Helping students to meet their goals when they take on a higher education program is naturally something that is very important to colleges. Whether it is a private college or a community college, giving students the support that they need to stay the distance on their courses is essential, both to the students and to the institute itself. High dropout rates and mediocre grades not only affect the morale of students and staff, but they can also have a very big impact on the reputation of a higher education facility.
The Challenges of Student Retention
Of course, it can be difficult for staff to know when a student is considering dropping out, or when they are experiencing situations or issues in their lives that make committing to studying and keeping up with their course harder. This can be especially difficult with a large student body. In some cases, students who drop out of a course or indefinitely defer it could have been retained if some extra support was offered, however it is not possible for a college to offer that extra support to all of the students, all of the time. They therefore need to be able to identify students who are at risk, and be able to take action to help them.
This is where data is making a huge difference.
Identifying at Risk Students with Analytics
An approach many colleges are now taking is to use technology that can take student data and make predictions about the probable arc of a given student’s experience at college. This is done using advanced data analysis tools, for example the student retention specific software platform Nuro. Tools like these can compare student profiles on enrolment to other similar students and assess what the risk of the student dropping out would be. This gives an insight into which students are at risk from the start of the course, allowing staff to be informed about those who may need extra support.

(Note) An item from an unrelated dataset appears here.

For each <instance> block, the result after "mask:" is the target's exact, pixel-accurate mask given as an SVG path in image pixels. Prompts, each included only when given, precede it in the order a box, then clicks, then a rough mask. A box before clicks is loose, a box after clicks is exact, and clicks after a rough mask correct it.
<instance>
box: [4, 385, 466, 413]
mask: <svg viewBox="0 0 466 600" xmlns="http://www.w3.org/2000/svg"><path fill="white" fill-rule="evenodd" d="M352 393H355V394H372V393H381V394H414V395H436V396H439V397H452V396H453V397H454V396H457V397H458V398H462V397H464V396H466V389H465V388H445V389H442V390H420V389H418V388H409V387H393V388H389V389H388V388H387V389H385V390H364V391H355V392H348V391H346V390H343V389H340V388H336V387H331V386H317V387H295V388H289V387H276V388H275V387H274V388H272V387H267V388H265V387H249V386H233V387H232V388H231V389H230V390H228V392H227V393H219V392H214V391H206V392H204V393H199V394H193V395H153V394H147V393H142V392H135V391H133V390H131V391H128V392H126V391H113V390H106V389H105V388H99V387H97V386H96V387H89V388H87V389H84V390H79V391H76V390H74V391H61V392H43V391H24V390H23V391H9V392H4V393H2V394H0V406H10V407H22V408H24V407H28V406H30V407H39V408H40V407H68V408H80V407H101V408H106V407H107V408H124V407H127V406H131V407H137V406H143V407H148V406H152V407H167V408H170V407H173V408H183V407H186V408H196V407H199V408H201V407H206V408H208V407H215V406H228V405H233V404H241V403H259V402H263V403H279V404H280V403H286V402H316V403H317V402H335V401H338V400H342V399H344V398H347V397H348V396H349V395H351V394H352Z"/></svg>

Identifying Risks That Emerge Through a Program
Naturally, students who appear to be at risk when they enroll may not be in the same situation two years later, and vice versa; students who did not flag any potential risk when they started may encounter situations that threaten their retention and success later in the course. Analytics tools can help here too, by highlighting when any student is deviating from what they would be expected to achieve throughout the course. Factors like attendance and exam results all play a part, and can help indicate a student who is encountering new difficulties and may be in the at-risk category, even where they were not identified as such at enrolment.
Using analysis systems like these can allow staff to have a greater insight into what may help them keep the highest number of the students they have, and help them succeed in graduating. Of course, all analysis can do is predict who may need help – after that, it is down to the real people who make up the college to decide how to provide it!